Das Ursprungsland der Border Collies ist das Grenzgebiet ­zwischen Schottland und ­England. Von genau diesem Umstand (Grenze, engl.: border) hat diese Rasse auch ihren Namen erhalten. Um 1560 wurde dieser Hütehund das erste Mal in der Literatur erwähnt. John Caius, der Leibarzt der Königin Elisabeth I., beschrieb exakt die Arbeitsweise ­dieser Rasse. Der bekannteste Vorfahr des Border Collies war Old Hemp, der von dem Schäfer Adam Telfer gezüchtet wurde.

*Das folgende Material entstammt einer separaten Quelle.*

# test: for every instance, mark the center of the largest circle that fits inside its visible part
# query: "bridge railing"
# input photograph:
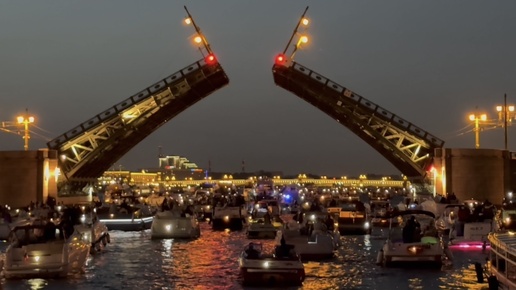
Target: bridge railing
(371, 106)
(123, 105)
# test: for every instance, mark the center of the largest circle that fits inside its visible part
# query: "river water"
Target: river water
(134, 261)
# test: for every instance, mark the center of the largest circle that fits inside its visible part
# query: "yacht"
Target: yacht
(90, 227)
(44, 250)
(406, 243)
(125, 217)
(502, 260)
(280, 268)
(231, 217)
(465, 226)
(18, 217)
(353, 218)
(174, 224)
(263, 225)
(311, 237)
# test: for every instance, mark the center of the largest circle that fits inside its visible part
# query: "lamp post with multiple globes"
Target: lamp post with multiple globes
(477, 119)
(505, 115)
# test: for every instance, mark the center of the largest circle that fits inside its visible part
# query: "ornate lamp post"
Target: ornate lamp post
(26, 120)
(505, 115)
(477, 118)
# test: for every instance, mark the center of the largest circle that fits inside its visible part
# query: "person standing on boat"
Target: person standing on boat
(267, 218)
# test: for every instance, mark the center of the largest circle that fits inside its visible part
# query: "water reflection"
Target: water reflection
(134, 261)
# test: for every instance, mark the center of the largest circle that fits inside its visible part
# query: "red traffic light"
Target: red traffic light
(281, 59)
(210, 59)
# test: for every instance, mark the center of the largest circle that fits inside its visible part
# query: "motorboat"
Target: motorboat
(502, 260)
(175, 224)
(353, 218)
(507, 215)
(125, 217)
(203, 204)
(263, 227)
(311, 237)
(283, 267)
(44, 250)
(379, 211)
(232, 217)
(92, 229)
(468, 225)
(10, 220)
(406, 243)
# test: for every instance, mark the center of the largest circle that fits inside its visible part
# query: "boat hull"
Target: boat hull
(412, 253)
(53, 259)
(128, 224)
(168, 227)
(271, 272)
(318, 246)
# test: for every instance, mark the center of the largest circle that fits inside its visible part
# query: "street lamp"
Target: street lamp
(477, 119)
(26, 120)
(505, 115)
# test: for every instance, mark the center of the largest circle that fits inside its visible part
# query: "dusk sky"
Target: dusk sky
(430, 62)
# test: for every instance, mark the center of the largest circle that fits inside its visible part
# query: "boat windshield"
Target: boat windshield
(34, 234)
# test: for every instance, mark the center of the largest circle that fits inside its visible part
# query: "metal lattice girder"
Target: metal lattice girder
(408, 147)
(89, 149)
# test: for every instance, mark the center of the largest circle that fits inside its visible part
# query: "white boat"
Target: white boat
(406, 244)
(6, 226)
(502, 260)
(92, 229)
(132, 218)
(231, 217)
(38, 251)
(263, 228)
(464, 228)
(379, 211)
(311, 239)
(171, 224)
(280, 268)
(353, 218)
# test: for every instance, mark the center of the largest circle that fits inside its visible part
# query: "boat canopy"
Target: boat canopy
(411, 212)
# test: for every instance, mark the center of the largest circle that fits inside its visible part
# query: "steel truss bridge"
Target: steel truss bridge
(92, 147)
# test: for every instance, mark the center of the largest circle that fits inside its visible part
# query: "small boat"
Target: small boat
(283, 267)
(406, 244)
(311, 238)
(263, 227)
(228, 217)
(173, 224)
(353, 218)
(125, 218)
(379, 212)
(502, 260)
(465, 226)
(7, 224)
(44, 250)
(87, 223)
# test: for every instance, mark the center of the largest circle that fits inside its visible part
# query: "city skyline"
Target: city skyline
(432, 64)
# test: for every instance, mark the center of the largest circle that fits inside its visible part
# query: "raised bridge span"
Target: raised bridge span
(92, 147)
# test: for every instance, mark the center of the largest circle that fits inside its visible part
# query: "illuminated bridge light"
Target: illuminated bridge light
(281, 59)
(210, 59)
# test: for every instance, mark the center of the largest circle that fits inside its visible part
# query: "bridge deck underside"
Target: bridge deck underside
(409, 148)
(92, 147)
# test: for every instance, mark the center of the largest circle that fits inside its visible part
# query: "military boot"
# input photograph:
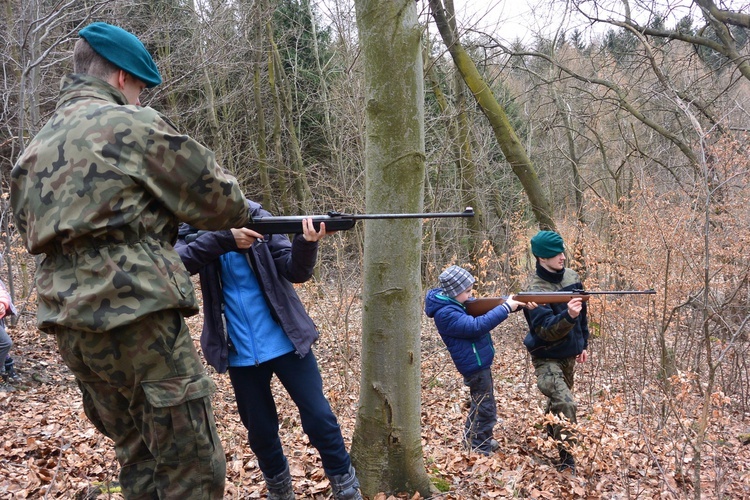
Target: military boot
(280, 486)
(567, 462)
(9, 375)
(345, 486)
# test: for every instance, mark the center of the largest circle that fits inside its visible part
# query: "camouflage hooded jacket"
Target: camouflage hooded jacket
(101, 191)
(552, 332)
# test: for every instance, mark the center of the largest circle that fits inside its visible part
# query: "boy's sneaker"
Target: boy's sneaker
(10, 375)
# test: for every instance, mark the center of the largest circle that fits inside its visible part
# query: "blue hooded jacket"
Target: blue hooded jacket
(276, 262)
(467, 338)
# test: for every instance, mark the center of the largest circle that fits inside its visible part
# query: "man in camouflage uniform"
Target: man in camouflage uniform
(100, 191)
(557, 338)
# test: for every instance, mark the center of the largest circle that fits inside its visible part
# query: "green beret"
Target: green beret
(547, 244)
(123, 49)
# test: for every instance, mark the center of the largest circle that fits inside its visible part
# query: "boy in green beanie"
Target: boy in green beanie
(558, 336)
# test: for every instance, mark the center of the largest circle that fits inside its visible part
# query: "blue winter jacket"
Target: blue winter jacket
(467, 338)
(277, 263)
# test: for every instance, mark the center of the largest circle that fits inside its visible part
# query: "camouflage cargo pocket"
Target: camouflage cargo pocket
(178, 421)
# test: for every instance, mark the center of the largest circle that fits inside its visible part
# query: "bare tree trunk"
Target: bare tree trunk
(286, 206)
(386, 447)
(506, 136)
(301, 186)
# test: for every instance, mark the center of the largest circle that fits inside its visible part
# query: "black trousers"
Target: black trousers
(301, 379)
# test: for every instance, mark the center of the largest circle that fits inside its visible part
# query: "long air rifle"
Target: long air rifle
(334, 221)
(479, 306)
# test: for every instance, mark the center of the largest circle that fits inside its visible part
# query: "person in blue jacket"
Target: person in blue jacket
(469, 343)
(557, 338)
(255, 326)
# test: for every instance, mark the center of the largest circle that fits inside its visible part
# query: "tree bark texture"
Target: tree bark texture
(386, 447)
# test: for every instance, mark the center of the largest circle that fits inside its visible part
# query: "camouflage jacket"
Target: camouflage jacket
(101, 191)
(552, 332)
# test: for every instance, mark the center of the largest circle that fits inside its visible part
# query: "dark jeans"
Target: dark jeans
(301, 379)
(482, 412)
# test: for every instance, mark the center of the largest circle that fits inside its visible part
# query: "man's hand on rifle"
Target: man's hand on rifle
(309, 232)
(574, 307)
(244, 237)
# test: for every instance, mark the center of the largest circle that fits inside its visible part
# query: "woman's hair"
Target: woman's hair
(87, 61)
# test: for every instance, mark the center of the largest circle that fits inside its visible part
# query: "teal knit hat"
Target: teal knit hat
(123, 49)
(546, 244)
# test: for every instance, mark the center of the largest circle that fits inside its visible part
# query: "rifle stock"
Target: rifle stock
(477, 307)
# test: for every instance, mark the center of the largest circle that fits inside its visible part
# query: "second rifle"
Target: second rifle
(479, 306)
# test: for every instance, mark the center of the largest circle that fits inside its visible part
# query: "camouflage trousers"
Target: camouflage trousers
(144, 387)
(554, 378)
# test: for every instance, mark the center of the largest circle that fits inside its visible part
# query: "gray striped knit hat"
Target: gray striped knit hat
(455, 280)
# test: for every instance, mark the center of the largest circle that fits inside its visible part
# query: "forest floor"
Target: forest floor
(48, 449)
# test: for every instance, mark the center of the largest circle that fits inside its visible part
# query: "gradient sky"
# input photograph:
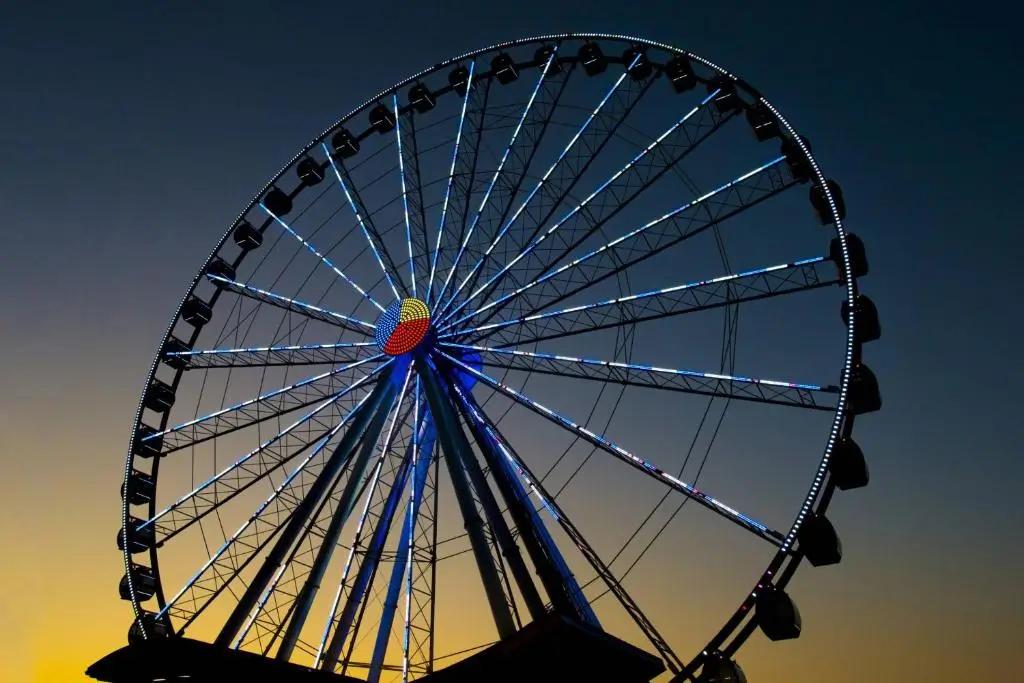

Die ursprüngliche Arbeit der Border Collies ist das Schafe Holen von den Hügeln und das nach Hause Treiben. Dabei müssen sie auf weite ­Distanzen, teils außer Sicht- und Hörweite des Schäfers, selbständig arbeiten. Andererseits sollen sie kooperativ sein, um die Pfiffe des Schäfers wahrzunehmen, wenn Schafe außerhalb der Gruppe wieder zusammengebracht werden sollen. Sie laufen in einem großen Bogen um die Herde, diese genetische Veranlagung nennt man „Cast“. Der Vorderkörper ist abgeneigt, der Blick starr und fixierend auf die „Beute“. All das löst beim Schaf eine instinktive Fluchtreaktion aus. Streng verboten ist aber die Endhandlung der Jagd wie das Reißen der Schafe oder auch das ­Beißen von Menschen. Das Hüte­verhalten des Border Collies ist kein Spiel-, ­sondern ein Jagdverhalten.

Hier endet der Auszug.